This is based on Brie’s great grandma’s recipe, which has been passed down for generations.
Our recipe adds shredded mozzarella, because when it comes to dairy products, we like to go hard. As far as cheese spread goes, Brie’s great grandma used Kraft Old English Spread. We tested ours with that, as well as garlic and herb cheese spread from Whole Foods. You can go as highbrow or lowbrow as you want; the most important thing is that the cheese is spreadable, because you are about to slice a loaf of bread into a bunch of cubes and spackle it back together using the spread as mortar. Be generous with the spread but not so heavy-handed that it gets sloppy. Be sure the loaf of bread is large—it should be both tall and wide, about 10 inches (25 cm) long and 6 inches (15 cm) wide (so a baguette is too skinny to work)—and not pre-sliced. Much like learning the rules to a new card game, it’s best to dive in and learn this recipe as you go.
Serves 8-10 as a party snack
INGREDIENTS
- One 9-ounce (255 g) container cheese spread, like Kraft Old English Spread or garlic and herb
- 8 ounces (227 g) shredded low-moisture mozzarella (about 2 cups)
- 2 sticks (16 tablespoons) unsalted butter, softened
- 2 garlic cloves, minced
- ½ teaspoon garlic salt
- 1 large loaf unsliced white bread
- Poppy seeds (optional)
METHOD
- Preheat the oven to 350°F (180°C). Line a baking sheet with foil.
- Use a spatula to stir together the cheese spread, mozzarella, butter, garlic, and garlic salt in a medium bowl until smooth.
- Use a serrated knife to cut the crust off the bread—top, sides, bottom, the whole shebang. Place the bread on the baking sheet so the longest side is facing you.
- Now we slice and spackle. From the side that is facing you, cut the bread lengthwise into three equal layers, essentially turning the loaf into three “sheets” of bread with a top, middle, and bottom layer. Starting with the bottom layer, spread about a ⅛-inch-thick (3 mm) layer of the cheese mixture onto the upward-facing side of the bread and then add the middle layer on top. Spread the cheese mixture onto the top of the middle layer and then add the top layer on top.
- From the top down, slice the bread lengthwise into thirds. This will leave you with three long strips of bread in three layers, for a total of nine strips. Spread the cheese in between the strips. It doesn’t matter where you start—just keep spackling as you go. You are a bread mason now!
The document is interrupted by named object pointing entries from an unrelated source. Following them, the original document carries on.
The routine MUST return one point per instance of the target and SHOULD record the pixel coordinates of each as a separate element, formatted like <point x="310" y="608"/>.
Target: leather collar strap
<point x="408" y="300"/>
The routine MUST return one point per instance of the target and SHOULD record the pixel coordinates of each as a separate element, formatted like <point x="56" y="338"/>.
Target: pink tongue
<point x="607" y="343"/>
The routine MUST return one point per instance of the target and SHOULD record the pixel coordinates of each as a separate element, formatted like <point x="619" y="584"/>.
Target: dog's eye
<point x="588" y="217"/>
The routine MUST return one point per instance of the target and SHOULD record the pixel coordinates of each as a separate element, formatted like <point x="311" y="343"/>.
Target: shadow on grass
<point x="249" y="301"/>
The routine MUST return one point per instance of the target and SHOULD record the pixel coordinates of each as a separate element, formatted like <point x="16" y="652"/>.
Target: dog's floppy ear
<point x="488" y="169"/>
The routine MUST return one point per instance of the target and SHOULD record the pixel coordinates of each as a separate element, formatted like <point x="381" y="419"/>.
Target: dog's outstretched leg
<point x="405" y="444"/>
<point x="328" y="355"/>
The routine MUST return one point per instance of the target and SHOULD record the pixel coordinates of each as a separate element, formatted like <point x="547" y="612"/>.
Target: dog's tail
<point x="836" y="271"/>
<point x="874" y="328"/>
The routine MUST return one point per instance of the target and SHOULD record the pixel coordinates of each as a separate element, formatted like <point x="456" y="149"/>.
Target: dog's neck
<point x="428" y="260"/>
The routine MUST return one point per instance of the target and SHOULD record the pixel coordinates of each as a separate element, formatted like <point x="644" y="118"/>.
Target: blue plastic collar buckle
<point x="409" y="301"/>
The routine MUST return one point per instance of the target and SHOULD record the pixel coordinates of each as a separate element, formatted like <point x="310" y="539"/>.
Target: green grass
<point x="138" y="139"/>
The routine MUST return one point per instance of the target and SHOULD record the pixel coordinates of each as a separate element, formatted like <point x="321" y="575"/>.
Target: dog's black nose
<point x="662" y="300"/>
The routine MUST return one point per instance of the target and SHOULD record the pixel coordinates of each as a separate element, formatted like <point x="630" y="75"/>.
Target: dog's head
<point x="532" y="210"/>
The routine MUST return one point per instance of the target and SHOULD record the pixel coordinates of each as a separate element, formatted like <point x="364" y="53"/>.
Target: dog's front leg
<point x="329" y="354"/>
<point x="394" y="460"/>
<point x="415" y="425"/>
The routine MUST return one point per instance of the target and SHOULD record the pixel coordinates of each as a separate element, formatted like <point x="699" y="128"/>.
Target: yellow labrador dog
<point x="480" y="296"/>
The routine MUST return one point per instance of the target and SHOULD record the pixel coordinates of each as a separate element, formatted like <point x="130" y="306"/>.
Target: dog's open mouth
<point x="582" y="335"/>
- Next, slice crosswise from the top down. Start by slicing the loaf in half, right down the middle. Then spackle it back together. Slice the left side in half and spackle that back together. Slice each of those halves in half and spackle. Repeat this on the right side for a grand total of seven crosswise cuts (one in the middle and three on each side).
- Spackle the remaining cheese mixture over the tops and sides of the bread to seal it all in and sprinkle the top with poppy seeds (if using).
- Bake the loaf for 15 to 20 minutes, until golden brown and melty. Serve hot.
Note: Don’t attempt to slice all the bread at first. It’s easiest to slice and spackle as you go because the cheese spread acts as glue and keeps the loaf from falling apart as you continue to dice it up.
TIP: PREP AHEAD - This bread can be made up to 4 days in advance, wrapped tightly in plastic wrap, and stored in the fridge, or it can be frozen for up to 1 month. Bake from frozen, covered in foil until warm throughout. Remove the foil, for the final few minutes of baking, until the edges are nice and crispy.